Question

A triangular lamina has vertices (0, 0), (0, 1) and (c, 0) for some positive constant c. Assuming constant mass density, show that the y-coordinate of the center of mass of the lamina is independent of the constant c.

Answer 1

The equation of the line through (0, 1) and (c, 0) is

y - 0 = (0 - 1)/(c - 0) (x - c)   ==>   y = 1 - x/c

Let L denote the given lamina,

L = {(x, y) : 0 ≤ x ≤ c and 0 ≤ y ≤ 1 - x/c}

Then the center of mass of L is the point $(\bar x,\bar y)$ with coordinates given by

$\bar x = \dfrac{M_x}m \text{ and } \bar y = \dfrac{M_y}m$

where $M_x$ is the first moment of L about the x-axis, $M_y$ is the first moment about the y-axis, and m is the mass of L. We only care about the y-coordinate, of course.

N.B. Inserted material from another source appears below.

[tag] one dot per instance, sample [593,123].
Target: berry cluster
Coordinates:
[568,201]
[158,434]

Let ρ be the mass density of L. Then L has a mass of

$\displaystyle m = \iint_L \rho \,\mathrm dA = \rho\int_0^c\int_0^{1-\frac xc}\mathrm dy\,\mathrm dx = \frac{\rho c}2$

Now we compute the first moment about the y-axis:

$\displaystyle M_y = \iint_L x\rho\,\mathrm dA = \rho \int_0^c\int_0^{1-\frac xc}x\,\mathrm dy\,\mathrm dx = \frac{\rho c^2}6$

Then

$\bar y = \dfrac{M_y}m = \dfrac{\dfrac{\rho c^2}6}{\dfrac{\rho c}2} = \dfrac c3$

but this clearly isn't independent of c ...

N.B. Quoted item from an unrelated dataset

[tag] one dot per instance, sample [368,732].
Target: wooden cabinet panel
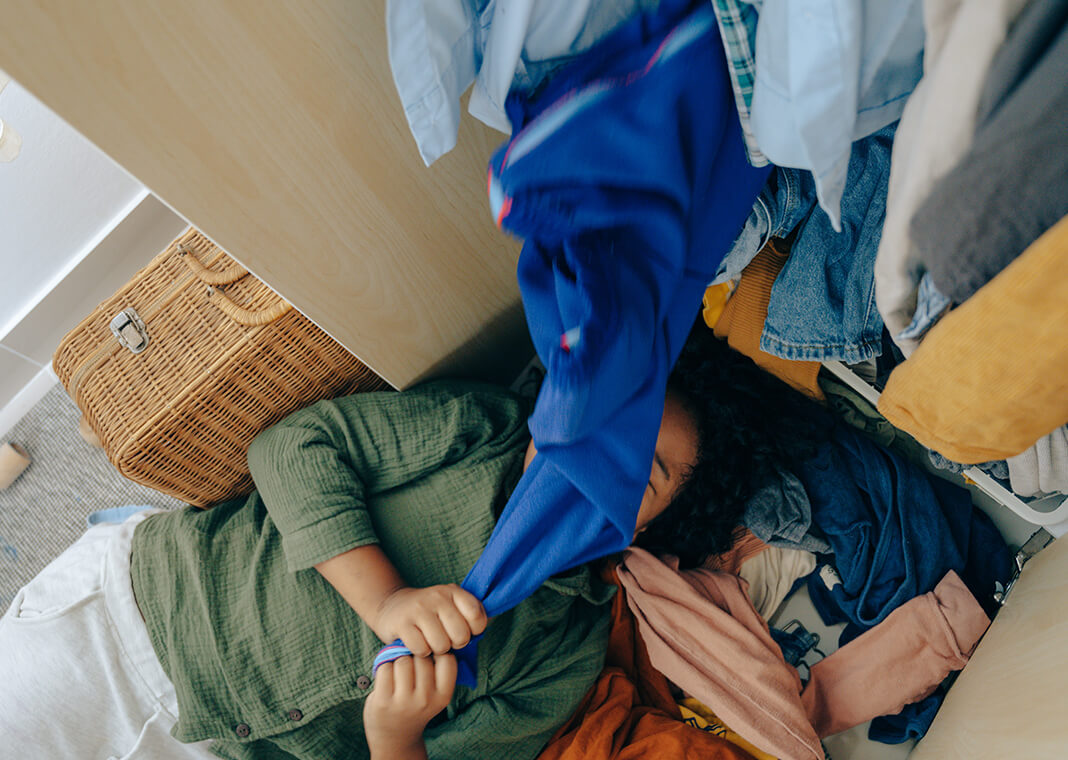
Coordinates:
[276,129]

Maybe the x-coordinate was intended? Because we would have had

$\displaystyle M_x = \iint_L y\rho\,\mathrm dA = \rho \int_0^c\int_0^{1-\frac xc}y\,\mathrm dy\,\mathrm dx = \frac{\rho c}6$

and we get

$\bar x = \dfrac{M_x}m = \dfrac{\dfrac{\rho c}6}{\dfrac{\rho c}2} = \dfrac13$